Ananth Narayanan, the CEO of Myntra and Jabong, said start-ups like theirs have created sustainable business based on a combination of India-specific innovation and technology which has resulted in an ecosystem for entrepreneurs to take risks.
Copy and paste
Murthy also referred to how the copy-and-paste culture has set in among the start-ups in India. “Take what is in the US and copy and paste it here. It has worked in China and Russia because of the environment there.” However, to replicate here may not always work. Ganesh, however, said taking good practices from the so-called copy-and-paste model and evolving one’s own unique model was one way out. For example, the cash-on-delivery model was an India-specific model which has worked very well for the Indian consumers. “There are good things to be learnt from what has worked in the US. There is nothing called copy-and-paste model. We should be slightly more generous with our start-ups before judging them.”
Mahesh countered it by pointing out that 15 to 20 years ago, the markets were lot more forgiving but today there are just two to three start-ups which dominate each sector and hence one should create a model for the market that the start-ups are playing in.
Agreeing with Ganesh, Myntra CEO Narayanan pointed out that the country’s fashion industry was mostly unbranded and hence their start-up came up with private label initiatives which has worked for them. Earlier, there were 10-15 start-ups in our space but one has seen a consolidation since then because those which survived came up with India-specific innovation, Narayanan said.

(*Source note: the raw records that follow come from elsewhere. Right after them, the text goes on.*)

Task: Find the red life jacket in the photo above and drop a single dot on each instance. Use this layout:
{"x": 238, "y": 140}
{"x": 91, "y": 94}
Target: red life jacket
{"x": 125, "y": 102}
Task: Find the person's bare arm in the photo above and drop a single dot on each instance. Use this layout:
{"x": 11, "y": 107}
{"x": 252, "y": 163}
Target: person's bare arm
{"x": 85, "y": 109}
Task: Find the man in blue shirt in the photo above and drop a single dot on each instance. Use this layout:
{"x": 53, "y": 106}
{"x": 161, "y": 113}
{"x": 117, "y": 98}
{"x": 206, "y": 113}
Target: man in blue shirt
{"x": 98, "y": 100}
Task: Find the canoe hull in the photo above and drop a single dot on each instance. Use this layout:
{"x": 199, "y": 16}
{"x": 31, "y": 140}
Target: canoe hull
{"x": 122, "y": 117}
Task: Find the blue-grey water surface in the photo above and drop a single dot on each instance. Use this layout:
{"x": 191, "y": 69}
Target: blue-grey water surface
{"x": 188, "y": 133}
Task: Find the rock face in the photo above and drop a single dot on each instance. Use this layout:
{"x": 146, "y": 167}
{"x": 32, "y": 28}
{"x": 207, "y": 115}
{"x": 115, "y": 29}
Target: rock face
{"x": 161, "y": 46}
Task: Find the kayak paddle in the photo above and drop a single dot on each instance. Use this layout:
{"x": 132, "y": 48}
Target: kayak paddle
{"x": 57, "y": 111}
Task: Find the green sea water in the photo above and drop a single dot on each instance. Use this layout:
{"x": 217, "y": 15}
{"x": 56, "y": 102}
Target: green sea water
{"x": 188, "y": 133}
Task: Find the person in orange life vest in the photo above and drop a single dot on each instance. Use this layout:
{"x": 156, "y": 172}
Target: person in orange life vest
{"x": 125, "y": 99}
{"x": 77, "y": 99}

All the panelists agreed that some of the start-ups, which were critical about capital dumping by foreign-based ventures, were not being fair as those against the practice were also the ones which had received funds from overseas funds.
Answering a question from the audience about the reason for lack of funding for non-technology start-ups, Murthy said most investments are driven by tenure and it becomes necessary to find start-ups which can give returns within a span of eight to 10 years. Therefore, most tech start-ups are the ones who have a better chance of giving better returns with that time span.